Many of the instruments included in this review either did not have strong psychometric evidence or had limited published information regarding their psychometric properties. Content evidence was presented to some degree for nearly all instruments, while response processes evidence was provided for only one. While nearly all authors described their instruments as being content valid, items were most often developed by modifying items from pre-existing tools, from existing literature, or developed by experts working in relevant fields (e.g., psychologists and clinicians) with students themselves rarely consulted in the development process. Evidence of formal, quantification of content evidence through methods such as Delphi surveys or similar consensus questionnaires was rare.
Internal structure and relations to other variables evidence for validity, along with measures of reliability, were much more commonly reported. However, in many cases, the assessment of these types of evidence was inappropriate. This largely stemmed from the incorrect conceptualization of the majority of the instruments included in our review, as “scales,” when in fact, it would be more accurate to refer to a measure of stress as an “index.” Instruments that are considered to be “scales” are those that evaluate a single underlying latent construct of interest that influences the items on the scale to emerge or behave in a particular way. For example, the Generalized Anxiety Disorder scale (GAD-7) includes seven items that reflect common symptoms indicative of anxiety (e.g., excessive worry). The items on this scale are symptomatic of the underlying construct. In other words, they are considered to be “effect indicators” of anxiety (Streiner, 2003a). With an index, the influence moves in the opposite direction. In the case of instruments designed to assess stress, the individual items on the tool exert influence on the latent construct of interest, rather than the other way around. Stressors are not effects of experiencing stress; rather, they represent “causal indicators” of the underlying construct of interest (Streiner, 2003a). The conceptual distinction between scales and indices has important implications for psychometric analyses. In particular, the expectations for the internal structure and reliability of instruments are markedly different for an index compared to a scale.
For example, there is no expectation for correlation between items in an index, and the goal is not unidimensionality. One reason for this is that every respondent might experience a different combination of stressors, and assign a different level of stress to each. This variability is likely to lead to differences in common exploratory factory analyses that rely on measures of tau equivalence. While EFA can be useful for conducting an initial assessment of the structure of a tool and the behavior of individual items in a particular sample, the goal is typically to determine whether items can be dropped to evaluate the latent construct of interest using as few items as possible. In contrast, the goal of index development is to cover the entire scope of a latent variable, usually resulting in larger number of items covering a broad spectrum. Removing an index indicator may result in omitting a part of the latent construct itself. As such, internal structure evidence for indices is more appropriately assessed through structural equation modeling methods such as the specification of MIMIC models, which allow for estimation of relationships between latent constructs and other variables deriving evidence for both internal structure and relations to other variables.
Relatedly, without an assumption of tau equivalence, the evaluation of an index’s reliability through the assessment of internal consistency (e.g., using Cronbach’s alpha coefficient) is not appropriate (Streiner, 2003a). Instead, focus should be laid on evaluating the temporal stability of the instrument, assessed through test-retest reliability (Streiner, 2003a). Despite this, the alpha coefficient remains the most consistently reported measure in psychometric papers, regardless of the appropriateness of its use. While nearly all instruments included in our review reported an alpha coefficient, less than half assessed temporal stability. Another issue we observed was reporting a single alpha coefficient for an instrument in its entirety when it had been conceptualized as a multidimensional scale. In the case of “true” multidimensional scales, it is more appropriate to report a coefficient for each individual dimension or grouping of indicators (Streiner, 2003a, 2003b). Notably, coefficient alpha will naturally increase as the number of items in an instrument increases. Indeed, we observed this phenomenon in the high coefficients (≥0.9) reported for the larger instruments included in our review.

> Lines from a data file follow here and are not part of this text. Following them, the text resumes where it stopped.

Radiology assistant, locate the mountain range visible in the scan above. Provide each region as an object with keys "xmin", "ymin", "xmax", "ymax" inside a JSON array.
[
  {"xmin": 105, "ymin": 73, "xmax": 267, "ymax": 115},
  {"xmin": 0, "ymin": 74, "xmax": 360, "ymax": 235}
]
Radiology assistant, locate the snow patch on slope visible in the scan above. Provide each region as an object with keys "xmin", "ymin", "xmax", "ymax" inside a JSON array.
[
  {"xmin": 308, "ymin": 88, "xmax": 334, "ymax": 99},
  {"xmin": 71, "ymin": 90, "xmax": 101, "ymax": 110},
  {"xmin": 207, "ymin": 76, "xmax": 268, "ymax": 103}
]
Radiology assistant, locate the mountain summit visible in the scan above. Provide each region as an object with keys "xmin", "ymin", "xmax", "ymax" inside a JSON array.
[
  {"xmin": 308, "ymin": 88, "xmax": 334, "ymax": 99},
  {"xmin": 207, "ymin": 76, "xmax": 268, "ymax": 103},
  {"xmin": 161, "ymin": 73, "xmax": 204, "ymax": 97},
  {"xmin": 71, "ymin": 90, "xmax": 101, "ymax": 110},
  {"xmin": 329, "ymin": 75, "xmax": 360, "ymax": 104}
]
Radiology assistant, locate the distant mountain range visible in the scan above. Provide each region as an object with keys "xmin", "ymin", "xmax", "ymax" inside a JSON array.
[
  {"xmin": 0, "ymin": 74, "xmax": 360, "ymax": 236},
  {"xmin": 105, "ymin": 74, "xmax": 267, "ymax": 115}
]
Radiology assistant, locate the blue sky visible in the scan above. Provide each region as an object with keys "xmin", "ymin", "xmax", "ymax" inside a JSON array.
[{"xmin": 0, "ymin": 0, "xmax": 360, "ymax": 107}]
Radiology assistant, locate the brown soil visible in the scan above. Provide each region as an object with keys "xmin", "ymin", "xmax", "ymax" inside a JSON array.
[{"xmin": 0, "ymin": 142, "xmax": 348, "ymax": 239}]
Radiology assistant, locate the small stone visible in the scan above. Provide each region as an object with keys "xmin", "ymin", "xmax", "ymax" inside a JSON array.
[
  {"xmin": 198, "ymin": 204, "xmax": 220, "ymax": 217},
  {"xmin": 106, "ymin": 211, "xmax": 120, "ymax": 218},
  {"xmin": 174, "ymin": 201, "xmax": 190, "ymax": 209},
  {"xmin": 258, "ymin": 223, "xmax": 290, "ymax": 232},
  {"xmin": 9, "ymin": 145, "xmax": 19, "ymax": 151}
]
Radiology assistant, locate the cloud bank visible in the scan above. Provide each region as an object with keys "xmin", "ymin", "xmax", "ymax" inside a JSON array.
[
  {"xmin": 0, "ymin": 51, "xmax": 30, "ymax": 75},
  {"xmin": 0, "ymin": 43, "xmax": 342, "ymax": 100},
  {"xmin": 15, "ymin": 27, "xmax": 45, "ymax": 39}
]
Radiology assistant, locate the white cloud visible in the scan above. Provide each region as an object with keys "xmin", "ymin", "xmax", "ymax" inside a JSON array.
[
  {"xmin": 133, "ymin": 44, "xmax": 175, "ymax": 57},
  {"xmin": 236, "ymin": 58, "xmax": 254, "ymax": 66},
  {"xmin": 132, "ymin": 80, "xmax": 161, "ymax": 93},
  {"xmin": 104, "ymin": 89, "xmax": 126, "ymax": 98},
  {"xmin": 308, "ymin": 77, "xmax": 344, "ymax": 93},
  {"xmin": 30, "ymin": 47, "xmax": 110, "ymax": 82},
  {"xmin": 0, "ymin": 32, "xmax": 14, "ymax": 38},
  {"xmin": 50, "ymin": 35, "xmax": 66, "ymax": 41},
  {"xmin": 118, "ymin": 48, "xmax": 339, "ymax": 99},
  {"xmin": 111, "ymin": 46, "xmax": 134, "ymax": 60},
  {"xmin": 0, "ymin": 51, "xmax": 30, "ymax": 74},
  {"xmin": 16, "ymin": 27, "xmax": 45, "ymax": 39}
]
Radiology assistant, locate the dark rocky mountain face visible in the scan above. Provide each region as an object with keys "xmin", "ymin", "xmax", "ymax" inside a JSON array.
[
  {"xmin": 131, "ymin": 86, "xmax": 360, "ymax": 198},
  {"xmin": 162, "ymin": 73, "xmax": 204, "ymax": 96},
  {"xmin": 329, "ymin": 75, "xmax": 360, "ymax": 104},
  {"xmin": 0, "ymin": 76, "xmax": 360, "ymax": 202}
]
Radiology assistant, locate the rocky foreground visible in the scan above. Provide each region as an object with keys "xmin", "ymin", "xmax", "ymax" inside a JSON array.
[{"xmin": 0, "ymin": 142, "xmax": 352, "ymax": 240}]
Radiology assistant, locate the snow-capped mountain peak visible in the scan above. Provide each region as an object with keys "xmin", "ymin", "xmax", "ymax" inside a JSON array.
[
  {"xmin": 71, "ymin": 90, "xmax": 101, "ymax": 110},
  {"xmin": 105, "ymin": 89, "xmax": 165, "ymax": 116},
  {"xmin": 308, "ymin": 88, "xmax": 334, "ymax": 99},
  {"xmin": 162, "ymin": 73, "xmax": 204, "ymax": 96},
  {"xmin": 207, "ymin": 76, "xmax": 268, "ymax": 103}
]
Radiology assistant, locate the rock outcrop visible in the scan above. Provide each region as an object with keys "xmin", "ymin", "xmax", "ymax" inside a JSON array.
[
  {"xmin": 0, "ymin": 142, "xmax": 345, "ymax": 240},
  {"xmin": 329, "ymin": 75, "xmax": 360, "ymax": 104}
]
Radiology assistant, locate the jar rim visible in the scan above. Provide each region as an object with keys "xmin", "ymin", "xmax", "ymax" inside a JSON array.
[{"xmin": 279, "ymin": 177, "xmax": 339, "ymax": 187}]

Overall, we observed a lack of thorough investigation into the psychometric properties of the instruments included in our review. With the exception of one, no instrument included in our review had an associated comprehensive, published psychometric assessment that included all types of evidence for validity per the Standards (e.g., content, response processes, internal structure, and relations to other variables) (American Educational Research Association, 2014). Notably, many developers relied on the more outdated conceptualization of “types” of validity (e.g., face validity, criterion validity, and concurrent/divergent) in contrast to the more modern Standards which align with the sentiment that “all validity is validity” (Streiner et al., 2014). While most authors reported conducting preliminary psychometric analyses often including EFA and correlational analyses, other types of evidence for validity (e.g., content, response processes, and test-retest reliability) were rarely reported.

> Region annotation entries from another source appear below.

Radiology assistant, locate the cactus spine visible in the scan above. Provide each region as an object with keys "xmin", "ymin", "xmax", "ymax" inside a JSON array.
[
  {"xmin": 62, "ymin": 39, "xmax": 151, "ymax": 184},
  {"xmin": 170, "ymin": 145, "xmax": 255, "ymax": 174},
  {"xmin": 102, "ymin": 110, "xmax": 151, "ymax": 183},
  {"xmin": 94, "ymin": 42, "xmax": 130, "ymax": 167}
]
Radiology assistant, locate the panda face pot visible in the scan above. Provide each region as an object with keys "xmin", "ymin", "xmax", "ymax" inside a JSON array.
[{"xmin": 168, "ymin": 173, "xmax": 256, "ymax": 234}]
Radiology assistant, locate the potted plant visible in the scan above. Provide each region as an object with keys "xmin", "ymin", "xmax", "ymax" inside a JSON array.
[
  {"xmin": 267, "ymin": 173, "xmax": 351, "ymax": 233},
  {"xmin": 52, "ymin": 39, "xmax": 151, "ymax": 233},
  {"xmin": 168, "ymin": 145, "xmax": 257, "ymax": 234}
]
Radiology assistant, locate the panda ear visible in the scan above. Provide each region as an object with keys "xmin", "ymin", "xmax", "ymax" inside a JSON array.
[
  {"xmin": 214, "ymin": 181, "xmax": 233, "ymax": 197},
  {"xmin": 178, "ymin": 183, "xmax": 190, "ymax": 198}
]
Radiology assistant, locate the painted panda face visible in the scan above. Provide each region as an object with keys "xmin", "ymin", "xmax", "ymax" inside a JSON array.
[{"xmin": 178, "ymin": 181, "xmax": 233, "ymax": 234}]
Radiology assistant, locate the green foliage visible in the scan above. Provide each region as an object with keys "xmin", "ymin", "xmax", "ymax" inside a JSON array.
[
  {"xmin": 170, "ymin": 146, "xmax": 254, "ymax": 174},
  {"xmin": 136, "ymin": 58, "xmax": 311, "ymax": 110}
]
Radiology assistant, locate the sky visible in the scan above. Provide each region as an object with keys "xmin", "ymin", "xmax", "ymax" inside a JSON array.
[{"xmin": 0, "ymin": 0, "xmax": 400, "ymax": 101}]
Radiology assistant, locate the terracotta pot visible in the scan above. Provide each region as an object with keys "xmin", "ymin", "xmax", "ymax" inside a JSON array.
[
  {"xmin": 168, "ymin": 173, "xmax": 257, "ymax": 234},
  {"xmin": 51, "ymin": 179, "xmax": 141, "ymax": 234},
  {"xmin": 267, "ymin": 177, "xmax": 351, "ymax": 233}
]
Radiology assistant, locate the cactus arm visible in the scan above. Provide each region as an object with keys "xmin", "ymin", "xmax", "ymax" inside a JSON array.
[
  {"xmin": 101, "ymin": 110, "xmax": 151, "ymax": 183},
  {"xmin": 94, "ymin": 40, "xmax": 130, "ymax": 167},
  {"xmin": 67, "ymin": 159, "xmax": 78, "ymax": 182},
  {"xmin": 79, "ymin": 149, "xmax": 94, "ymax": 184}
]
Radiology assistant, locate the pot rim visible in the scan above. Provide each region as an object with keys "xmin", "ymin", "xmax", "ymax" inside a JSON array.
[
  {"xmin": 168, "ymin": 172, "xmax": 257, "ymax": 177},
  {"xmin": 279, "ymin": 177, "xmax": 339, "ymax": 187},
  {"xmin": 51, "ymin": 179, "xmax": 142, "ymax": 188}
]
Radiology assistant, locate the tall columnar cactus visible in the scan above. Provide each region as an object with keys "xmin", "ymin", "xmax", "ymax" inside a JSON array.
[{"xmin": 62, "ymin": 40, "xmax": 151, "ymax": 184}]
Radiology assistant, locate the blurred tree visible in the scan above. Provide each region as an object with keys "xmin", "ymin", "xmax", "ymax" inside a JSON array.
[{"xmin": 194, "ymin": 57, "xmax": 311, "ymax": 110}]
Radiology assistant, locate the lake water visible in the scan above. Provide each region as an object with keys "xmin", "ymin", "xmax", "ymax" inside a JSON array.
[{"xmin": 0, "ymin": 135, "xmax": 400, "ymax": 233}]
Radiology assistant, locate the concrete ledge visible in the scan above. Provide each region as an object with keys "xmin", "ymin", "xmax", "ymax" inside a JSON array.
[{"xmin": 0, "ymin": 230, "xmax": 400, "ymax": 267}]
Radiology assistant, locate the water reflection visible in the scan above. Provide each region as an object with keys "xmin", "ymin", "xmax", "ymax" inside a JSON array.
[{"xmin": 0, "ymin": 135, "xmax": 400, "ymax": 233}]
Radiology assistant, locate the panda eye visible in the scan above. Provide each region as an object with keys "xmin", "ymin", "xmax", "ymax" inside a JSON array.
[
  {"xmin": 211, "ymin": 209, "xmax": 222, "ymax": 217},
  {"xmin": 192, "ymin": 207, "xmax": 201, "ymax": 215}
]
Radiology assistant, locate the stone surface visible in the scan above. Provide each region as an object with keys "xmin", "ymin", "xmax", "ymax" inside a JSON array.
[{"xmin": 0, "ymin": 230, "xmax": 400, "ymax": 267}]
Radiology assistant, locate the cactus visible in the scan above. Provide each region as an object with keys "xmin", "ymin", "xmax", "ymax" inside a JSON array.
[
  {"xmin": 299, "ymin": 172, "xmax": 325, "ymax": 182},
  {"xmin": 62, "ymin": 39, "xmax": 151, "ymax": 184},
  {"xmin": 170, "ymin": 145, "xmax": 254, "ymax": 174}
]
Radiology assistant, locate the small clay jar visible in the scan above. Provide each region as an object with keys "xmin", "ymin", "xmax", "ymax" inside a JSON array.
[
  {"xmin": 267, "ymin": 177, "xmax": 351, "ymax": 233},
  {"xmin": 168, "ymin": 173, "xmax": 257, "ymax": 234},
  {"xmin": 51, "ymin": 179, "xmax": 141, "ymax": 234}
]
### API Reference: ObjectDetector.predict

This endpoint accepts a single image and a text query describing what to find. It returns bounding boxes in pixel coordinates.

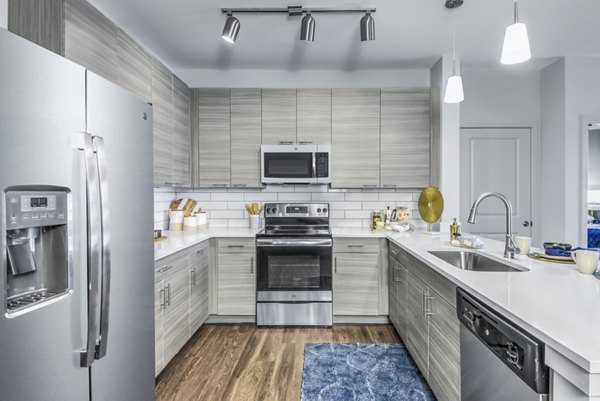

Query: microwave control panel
[315,152,329,178]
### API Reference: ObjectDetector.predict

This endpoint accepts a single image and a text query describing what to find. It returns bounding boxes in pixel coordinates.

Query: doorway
[457,127,535,241]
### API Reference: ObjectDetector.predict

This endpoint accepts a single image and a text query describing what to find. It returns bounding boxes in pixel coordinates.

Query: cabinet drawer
[333,238,379,253]
[217,238,255,253]
[154,251,190,283]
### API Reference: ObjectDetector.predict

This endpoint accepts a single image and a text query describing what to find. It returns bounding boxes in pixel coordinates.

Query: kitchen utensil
[571,249,600,274]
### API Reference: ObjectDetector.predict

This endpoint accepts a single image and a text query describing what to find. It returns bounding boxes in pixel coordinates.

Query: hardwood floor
[156,324,400,401]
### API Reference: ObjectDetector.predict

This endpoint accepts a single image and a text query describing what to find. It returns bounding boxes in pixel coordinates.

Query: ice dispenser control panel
[6,192,67,230]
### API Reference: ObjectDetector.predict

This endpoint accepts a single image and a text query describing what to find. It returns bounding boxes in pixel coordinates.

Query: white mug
[571,249,600,274]
[515,236,531,255]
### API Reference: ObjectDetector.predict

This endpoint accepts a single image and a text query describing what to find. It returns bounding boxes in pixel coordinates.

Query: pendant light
[221,13,240,43]
[300,13,315,42]
[500,0,531,64]
[444,7,465,103]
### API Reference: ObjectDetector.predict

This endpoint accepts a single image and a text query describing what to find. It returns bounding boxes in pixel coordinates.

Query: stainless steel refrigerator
[0,29,155,401]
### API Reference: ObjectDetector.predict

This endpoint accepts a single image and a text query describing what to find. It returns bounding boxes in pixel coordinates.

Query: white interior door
[460,128,533,240]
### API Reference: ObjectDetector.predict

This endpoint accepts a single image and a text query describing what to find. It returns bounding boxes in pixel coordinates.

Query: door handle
[79,132,102,368]
[92,136,111,359]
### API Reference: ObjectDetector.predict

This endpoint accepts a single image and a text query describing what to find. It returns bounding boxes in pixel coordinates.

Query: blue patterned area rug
[302,343,436,401]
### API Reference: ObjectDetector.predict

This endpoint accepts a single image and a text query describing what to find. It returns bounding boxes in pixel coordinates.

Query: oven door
[256,237,332,302]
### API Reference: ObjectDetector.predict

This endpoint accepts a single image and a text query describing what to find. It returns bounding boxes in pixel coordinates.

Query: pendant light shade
[300,14,315,42]
[360,13,375,42]
[500,22,531,64]
[444,75,465,103]
[500,0,531,64]
[221,15,240,43]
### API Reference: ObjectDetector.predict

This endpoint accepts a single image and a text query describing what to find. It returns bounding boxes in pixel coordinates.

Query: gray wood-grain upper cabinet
[331,89,380,188]
[262,89,296,144]
[171,75,191,187]
[152,58,175,186]
[189,241,209,335]
[381,88,431,188]
[333,238,380,316]
[217,238,256,315]
[231,89,262,188]
[117,29,152,103]
[296,89,331,144]
[196,88,231,187]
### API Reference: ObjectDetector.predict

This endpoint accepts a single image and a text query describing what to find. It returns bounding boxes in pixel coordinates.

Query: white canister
[183,216,197,231]
[249,214,260,228]
[196,212,208,228]
[169,210,183,231]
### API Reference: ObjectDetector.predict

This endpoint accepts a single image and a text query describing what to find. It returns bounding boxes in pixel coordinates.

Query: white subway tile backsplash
[154,185,427,229]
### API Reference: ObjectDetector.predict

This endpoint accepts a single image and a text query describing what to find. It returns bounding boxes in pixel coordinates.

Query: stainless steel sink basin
[429,250,527,272]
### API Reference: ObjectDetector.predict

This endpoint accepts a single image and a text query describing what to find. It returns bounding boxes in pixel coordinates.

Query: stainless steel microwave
[260,145,331,184]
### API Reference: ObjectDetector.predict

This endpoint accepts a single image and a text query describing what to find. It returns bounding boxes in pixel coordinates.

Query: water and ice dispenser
[4,186,71,315]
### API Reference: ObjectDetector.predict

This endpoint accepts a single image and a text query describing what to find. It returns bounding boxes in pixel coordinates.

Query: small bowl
[544,242,573,251]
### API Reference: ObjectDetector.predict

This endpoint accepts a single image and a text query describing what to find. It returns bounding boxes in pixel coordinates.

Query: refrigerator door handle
[92,136,111,359]
[80,133,102,368]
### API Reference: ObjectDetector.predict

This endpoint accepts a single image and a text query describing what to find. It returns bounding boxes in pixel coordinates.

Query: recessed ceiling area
[90,0,600,71]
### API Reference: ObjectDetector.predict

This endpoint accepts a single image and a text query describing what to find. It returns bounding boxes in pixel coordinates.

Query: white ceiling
[90,0,600,71]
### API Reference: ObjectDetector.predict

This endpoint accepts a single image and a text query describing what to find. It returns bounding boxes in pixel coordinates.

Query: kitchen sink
[429,251,527,272]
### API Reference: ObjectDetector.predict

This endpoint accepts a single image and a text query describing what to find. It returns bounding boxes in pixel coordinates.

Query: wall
[460,69,540,127]
[154,185,425,229]
[174,69,429,88]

Based on our evaluative criteria, the PSSI emerged as the most appropriate instrument in terms of both suitability and psychometric properties. The PSSI is the most thoroughly validated scale in our review, available at no cost, and co-developed with diverse samples of students. The PSSI provides some flexibility regarding instrument length, available as both a 46-item or 14-item index. It is important to note that original PSSI has superior psychometric properties to the Brief-PSSI. Additionally, the brief version does not provide the same depth of information that the original does. The version selected for use should therefore align with the measurement goals, whether that is to assess student stressors more generally (Brief-PSSI) or to conduct a more granular assessment of the sources and aspects of student stress (PSSI). The PSSI has been comprehensively evaluated among large samples of post-secondary students across various levels, areas of study, and regions in Canada. Its generalizability to student populations in other geographic locations remains untested. The PSSI has demonstrated strong evidence for content, response process, internal structure, and relation to other variables for validity, and strong test-retest reliability, and assesses student stressors by both frequency and severity, a unique measurement method compared to other instruments.

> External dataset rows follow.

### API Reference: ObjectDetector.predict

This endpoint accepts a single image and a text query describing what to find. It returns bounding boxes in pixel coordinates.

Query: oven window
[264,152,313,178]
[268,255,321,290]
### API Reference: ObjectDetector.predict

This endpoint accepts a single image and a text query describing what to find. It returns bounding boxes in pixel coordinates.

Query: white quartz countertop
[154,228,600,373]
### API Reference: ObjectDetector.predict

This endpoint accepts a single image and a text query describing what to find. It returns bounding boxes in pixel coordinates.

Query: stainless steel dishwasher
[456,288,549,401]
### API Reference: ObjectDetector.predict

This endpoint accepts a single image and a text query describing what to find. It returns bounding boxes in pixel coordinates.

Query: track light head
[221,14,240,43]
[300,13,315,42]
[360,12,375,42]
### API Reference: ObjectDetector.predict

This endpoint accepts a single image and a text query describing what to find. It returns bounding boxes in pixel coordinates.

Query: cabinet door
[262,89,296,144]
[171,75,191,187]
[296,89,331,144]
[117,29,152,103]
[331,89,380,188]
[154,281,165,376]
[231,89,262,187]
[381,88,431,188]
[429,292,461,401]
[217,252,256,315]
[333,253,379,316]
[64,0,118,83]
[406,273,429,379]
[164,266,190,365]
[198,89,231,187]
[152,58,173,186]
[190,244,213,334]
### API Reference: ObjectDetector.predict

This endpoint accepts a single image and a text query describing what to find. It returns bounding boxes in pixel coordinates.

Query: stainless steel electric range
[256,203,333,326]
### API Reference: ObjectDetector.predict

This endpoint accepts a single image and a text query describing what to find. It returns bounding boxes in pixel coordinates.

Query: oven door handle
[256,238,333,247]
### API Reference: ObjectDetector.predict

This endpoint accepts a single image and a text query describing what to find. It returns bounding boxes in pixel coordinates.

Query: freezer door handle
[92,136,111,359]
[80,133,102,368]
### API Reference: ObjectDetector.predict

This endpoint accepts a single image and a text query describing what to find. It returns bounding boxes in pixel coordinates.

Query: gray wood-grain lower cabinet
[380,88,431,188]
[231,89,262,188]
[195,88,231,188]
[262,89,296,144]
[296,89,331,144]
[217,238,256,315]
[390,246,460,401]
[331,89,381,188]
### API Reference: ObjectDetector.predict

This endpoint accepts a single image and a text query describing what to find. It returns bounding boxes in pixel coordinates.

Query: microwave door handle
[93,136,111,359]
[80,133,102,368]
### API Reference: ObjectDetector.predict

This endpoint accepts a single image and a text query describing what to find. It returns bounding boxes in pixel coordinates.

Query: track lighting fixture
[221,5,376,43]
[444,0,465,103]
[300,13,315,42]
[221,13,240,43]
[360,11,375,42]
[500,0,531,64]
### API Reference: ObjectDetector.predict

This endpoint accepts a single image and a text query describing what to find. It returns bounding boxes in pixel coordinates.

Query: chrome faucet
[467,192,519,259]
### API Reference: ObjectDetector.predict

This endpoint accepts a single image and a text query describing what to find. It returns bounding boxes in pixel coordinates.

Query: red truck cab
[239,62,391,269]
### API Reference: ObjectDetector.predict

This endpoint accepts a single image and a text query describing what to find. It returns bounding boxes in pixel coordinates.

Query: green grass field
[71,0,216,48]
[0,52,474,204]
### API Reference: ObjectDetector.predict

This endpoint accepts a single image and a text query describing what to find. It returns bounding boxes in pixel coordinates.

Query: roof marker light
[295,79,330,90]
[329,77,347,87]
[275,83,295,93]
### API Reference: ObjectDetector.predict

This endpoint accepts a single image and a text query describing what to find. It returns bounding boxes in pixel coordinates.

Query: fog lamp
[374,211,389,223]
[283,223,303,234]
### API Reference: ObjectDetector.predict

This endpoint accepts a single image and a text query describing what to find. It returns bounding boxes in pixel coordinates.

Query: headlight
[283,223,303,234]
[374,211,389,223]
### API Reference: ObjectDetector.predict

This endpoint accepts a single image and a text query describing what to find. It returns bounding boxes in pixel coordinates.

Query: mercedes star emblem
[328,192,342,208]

The USS is the next best option for a student stress assessment. Freely accessible, and designed to evaluate stress specifically among university students, the USS is a psychometrically strong instrument that is both relevant and applicable to student populations. Compared to the PSSI, the scope of the USS is more moderate, with some aspects of the student experience not addressed (e.g., interacting with faculty and navigating self-care) and others omitted during analyses (balancing academics and work, university environment). Additionally, the USS has primarily been used among samples of university students in Australia, making its generalizability to other geographic student populations inconclusive. The USS has demonstrated adequate psychometric properties, though it is lacking response processes evidence and formal, quantified content evidence for validity (e.g., consensus survey).
The PSS and SOS-S also emerged as good options in terms of psychometric strength. The PSS was the most commonly used scale in our review, is freely accessible, and is available in three different version lengths (4-item, 10-item, and 14-item) and multiple languages. The SOS-S is also freely accessible, and available as both a 30- and 10-item versions, though was only used by one record included in our review. Given that the scale was intended to evaluate general stress, non-specific to students, this is unsurprising. Both the PSS and SOS-S address general stress, rather than stressors specific to students. As such, stressors unique to the student experience are not measured by these instruments, limiting the scales’ suitability for use among this population. Nonetheless, if the goal is a general assessment of overall stress (rather than an assessment of student-specific stressors), both tools would be appropriate choices.
Strengths and Limitations
To our knowledge, this is the first thorough review of instruments used to measure stress specific to the post-secondary population. Beyond contributing to this gap in the literature, our work is strengthened by the use of comprehensive guidelines for conducting a methodologically rigorous review and formal evaluative criteria to assess both the psychometrics and suitability of the instruments in question.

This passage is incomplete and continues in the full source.